You are given a directed graph and your task is to detect whether the graph contains a cycle.

The graph is represented using an adjacency list. Each node in the graph is identified by a string label. For each node, you are given the number of its neighbors followed by the neighbor labels.

A cycle in a directed graph is a non-empty sequence of distinct nodes \(v_1, v_2, \ldots, v_k\) such that there is an edge from \(v_i\) to \(v_{i+1}\) for \(1 \le i < k\) and an edge from \(v_k\) back to \(v_1\). If such a cycle exists, output True; otherwise, output False.

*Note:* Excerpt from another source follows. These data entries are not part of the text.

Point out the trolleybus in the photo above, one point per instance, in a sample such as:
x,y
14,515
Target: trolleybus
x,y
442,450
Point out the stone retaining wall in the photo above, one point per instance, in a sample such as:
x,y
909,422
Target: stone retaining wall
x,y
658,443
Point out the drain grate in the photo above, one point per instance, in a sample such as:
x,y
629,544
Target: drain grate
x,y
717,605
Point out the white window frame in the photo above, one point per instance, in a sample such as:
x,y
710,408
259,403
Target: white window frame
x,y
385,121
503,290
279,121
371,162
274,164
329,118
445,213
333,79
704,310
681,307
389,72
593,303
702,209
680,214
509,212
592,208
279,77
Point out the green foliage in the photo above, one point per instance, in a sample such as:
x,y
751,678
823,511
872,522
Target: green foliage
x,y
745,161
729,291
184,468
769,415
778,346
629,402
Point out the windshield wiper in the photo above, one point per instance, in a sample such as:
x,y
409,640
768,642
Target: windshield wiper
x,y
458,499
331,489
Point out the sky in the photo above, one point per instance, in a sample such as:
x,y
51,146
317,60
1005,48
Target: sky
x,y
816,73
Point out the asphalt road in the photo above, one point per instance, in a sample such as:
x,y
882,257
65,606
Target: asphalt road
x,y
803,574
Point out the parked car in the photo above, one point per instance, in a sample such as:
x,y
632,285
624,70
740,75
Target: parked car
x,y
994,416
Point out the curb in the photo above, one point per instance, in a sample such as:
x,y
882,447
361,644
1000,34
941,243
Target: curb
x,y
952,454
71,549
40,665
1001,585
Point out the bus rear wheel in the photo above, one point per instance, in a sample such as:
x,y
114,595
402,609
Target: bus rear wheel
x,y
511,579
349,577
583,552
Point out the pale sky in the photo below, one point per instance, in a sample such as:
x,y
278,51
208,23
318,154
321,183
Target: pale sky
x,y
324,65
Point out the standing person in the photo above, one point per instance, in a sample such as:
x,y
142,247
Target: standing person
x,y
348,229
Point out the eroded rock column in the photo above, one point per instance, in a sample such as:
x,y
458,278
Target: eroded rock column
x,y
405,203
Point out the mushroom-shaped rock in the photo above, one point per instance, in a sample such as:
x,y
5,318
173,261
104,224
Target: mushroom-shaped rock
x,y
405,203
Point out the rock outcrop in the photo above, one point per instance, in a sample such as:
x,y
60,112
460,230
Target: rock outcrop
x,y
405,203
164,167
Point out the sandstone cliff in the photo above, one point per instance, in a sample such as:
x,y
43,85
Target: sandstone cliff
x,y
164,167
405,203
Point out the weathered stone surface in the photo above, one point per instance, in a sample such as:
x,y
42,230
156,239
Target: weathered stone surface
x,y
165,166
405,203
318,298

Implement the cycle detection using Depth-First Search (DFS) along with a recursion stack to track the current path of exploration.

inputFormat

The first line contains an integer \(m\) representing the number of nodes in the graph. The next \(m\) lines each describe a node. Each such line begins with a node label (a string), followed by an integer \(k\) which is the number of neighbors for that node, followed by \(k\) neighbor labels separated by spaces.

For example, a line A 1 B indicates that node "A" has one neighbor: "B".

outputFormat

Output a single line: True if the graph contains a cycle, and False otherwise.

3
A 1 B
B 1 C
C 1 A

True